Comparing Two Sets of Data in OpenRefine
Sometimes you want to compare a list of journals in a Refine project to another (for example, you might want to compare a new list from a content provider or publisher, to a list that has previously been loaded into GOKb).
The exact approach to comparing a list in Refine to other data sources depends on what data you have, and what formats are available. The two main options are:
- Compare one Refine project to another Refine project
- Look up lines in a Refine project against a web site or API
Comparing two Refine projects
The simplest way to compare two lists of journals from different sources is to first get both lists into Refine and to use the 'cross' function to lookup values in common or missing between the two projects. To do this the two projects will need to have at least one column containing the same type of data. Such columns do not have to be named the same but do need to contain the same information - for example ISSN. The method described below relies of matching values between two Refine projects, so values that are likely to be consistent are the most useful. ISSN, eISSN, DOI and other identifiers are useful. When dealing with KBART data the title_id or title_url columns can prove useful when you are comparing two files from the same content provider, but not when dealing with different content providers.
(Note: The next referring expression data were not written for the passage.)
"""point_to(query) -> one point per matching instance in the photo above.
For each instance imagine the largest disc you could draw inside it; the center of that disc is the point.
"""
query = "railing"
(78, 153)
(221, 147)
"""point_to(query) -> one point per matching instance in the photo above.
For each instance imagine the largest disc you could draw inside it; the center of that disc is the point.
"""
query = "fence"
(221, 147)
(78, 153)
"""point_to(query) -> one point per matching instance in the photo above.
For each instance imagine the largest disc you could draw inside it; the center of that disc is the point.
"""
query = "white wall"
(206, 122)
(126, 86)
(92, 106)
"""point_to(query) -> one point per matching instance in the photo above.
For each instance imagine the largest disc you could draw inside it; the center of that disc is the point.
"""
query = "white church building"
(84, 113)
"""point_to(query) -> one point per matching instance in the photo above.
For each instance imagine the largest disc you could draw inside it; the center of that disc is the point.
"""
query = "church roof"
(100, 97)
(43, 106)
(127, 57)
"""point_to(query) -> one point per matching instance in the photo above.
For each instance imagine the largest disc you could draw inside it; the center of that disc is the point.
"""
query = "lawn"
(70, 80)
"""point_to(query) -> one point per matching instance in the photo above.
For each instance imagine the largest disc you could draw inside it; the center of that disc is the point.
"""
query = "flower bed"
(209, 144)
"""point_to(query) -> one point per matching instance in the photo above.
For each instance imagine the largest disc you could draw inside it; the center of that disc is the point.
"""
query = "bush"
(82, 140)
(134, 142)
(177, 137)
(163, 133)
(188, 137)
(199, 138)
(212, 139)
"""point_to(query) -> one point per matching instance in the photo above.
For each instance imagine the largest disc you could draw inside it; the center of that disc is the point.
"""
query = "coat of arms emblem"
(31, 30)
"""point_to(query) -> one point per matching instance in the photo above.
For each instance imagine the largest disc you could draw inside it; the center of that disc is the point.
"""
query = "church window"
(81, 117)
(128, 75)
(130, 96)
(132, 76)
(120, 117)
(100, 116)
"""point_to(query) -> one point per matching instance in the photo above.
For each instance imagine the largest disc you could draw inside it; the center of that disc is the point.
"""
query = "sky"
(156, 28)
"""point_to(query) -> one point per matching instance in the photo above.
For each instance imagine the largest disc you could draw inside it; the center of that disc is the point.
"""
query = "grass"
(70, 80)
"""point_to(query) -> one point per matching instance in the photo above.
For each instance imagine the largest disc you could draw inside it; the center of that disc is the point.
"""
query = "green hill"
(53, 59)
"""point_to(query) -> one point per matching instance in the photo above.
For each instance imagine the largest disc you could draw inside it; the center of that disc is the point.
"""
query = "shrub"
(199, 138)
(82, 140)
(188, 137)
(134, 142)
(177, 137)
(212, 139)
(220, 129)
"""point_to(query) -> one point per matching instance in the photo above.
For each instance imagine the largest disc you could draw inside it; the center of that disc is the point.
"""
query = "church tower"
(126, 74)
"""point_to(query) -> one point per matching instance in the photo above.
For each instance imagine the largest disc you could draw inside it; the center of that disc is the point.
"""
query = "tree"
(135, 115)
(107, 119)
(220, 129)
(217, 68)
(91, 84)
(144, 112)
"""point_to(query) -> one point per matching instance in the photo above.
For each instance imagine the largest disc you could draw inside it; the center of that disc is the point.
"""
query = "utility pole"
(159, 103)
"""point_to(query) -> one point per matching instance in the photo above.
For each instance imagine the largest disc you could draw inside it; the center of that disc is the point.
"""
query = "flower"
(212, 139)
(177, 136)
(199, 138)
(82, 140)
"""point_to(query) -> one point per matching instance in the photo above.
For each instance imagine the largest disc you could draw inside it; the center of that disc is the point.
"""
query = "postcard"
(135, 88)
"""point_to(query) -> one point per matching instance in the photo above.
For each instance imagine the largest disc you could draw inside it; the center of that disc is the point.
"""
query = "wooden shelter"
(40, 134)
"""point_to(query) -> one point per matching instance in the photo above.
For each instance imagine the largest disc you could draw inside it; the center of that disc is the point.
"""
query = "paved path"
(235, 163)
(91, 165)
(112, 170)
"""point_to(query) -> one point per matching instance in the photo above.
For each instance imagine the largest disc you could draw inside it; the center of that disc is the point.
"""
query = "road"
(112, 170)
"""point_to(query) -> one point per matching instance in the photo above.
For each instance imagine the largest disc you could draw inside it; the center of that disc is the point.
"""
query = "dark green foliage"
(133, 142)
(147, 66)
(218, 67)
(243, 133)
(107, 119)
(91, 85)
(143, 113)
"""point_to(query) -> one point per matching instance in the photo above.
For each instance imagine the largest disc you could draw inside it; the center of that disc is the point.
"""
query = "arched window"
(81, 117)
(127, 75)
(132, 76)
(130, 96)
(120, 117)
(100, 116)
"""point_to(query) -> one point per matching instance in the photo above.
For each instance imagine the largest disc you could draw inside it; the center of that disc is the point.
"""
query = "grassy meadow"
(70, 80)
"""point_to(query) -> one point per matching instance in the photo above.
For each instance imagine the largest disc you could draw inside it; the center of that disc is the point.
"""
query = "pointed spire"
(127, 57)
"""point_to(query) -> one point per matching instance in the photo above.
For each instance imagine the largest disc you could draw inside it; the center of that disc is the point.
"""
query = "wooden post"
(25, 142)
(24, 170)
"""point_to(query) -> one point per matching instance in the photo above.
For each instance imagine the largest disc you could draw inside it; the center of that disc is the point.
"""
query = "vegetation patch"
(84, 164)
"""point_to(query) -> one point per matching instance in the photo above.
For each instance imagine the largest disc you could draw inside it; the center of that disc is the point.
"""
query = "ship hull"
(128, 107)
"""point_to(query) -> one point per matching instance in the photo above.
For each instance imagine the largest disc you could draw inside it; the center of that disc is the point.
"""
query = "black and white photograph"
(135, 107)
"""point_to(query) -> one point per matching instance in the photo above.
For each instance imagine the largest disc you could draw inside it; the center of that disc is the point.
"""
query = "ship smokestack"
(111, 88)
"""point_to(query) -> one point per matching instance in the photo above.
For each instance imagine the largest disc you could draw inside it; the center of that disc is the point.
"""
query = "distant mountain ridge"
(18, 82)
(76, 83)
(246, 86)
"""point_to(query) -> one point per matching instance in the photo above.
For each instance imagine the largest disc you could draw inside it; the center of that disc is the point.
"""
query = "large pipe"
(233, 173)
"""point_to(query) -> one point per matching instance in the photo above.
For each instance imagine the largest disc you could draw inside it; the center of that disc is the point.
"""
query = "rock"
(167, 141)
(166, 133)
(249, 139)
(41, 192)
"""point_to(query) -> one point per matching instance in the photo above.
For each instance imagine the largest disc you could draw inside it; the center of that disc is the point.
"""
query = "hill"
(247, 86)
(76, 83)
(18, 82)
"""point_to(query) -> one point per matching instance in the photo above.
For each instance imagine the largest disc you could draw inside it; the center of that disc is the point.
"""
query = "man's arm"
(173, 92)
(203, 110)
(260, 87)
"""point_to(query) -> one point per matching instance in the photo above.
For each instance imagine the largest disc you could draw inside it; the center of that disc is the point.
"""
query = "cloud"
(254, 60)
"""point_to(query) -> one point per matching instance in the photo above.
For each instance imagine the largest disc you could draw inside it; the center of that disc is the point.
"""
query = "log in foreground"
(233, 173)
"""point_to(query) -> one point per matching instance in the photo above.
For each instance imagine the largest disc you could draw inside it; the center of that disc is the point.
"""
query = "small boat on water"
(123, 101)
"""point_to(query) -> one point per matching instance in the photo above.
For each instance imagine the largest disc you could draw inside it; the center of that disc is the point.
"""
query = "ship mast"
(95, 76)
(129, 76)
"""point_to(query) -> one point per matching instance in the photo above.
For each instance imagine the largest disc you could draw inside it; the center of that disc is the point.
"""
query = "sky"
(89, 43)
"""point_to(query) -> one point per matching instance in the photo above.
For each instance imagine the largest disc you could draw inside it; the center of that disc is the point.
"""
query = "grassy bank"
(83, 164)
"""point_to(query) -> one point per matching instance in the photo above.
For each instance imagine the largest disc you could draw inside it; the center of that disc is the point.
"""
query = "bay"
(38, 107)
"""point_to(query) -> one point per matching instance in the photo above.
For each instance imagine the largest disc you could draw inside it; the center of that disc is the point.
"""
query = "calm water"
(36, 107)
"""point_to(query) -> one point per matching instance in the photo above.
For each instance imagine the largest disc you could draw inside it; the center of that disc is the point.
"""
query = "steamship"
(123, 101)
Titles can be used for matching, but usually this requires some work to try to standardise the titles to avoid small differences between titles (e.g. '&' vs 'and') before carrying out the comparison.
It is possible to use several different 'match' data points in a single comparison.
The tools available in Refine do not, unfortunately, allow you to do a complete comparison in one step. To completely compare two lists (say ListA and ListB), you will first need to work from ListA and lookup titles that are in ListA but not in ListB, and then secondly work from ListB and lookup titles that are in ListB but not in ListA. However, you may not need to compare in both directions in all cases.
ListA | Comparison direction | ListB |
---|---|---|
Journal 1 | -------> | Not present |
Journal 2 | <------> | Journal 2 |
Journal 3 | <------> | Journal 3 |
Journal 4 | <------> | Journal 4 |
Not present | <------- | Journal 5 |
Doing a lookup from ListA to ListB would tell you that Journal 1 was missing from ListB, but would not be able to tell you about Journal 5, and vice versa.
Simple comparison example
- Two lists of journals have been used to create Refine projects (ListA and ListB), and both projects have been edited so they contain a column named 'title.identifier.issn' containing ISSNs for the journals in the list
- Open ListA, click the 'title.identifier.issn' column header and choose 'Edit Column' -> 'Add column based on this column ...' from the dropdown menu
- In the 'New column name' box enter a column name such as "ListB Comparison" (any name will do)
- In the 'Expression' box enter the text:
cell.cross("ListB","title.identifier.issn").length()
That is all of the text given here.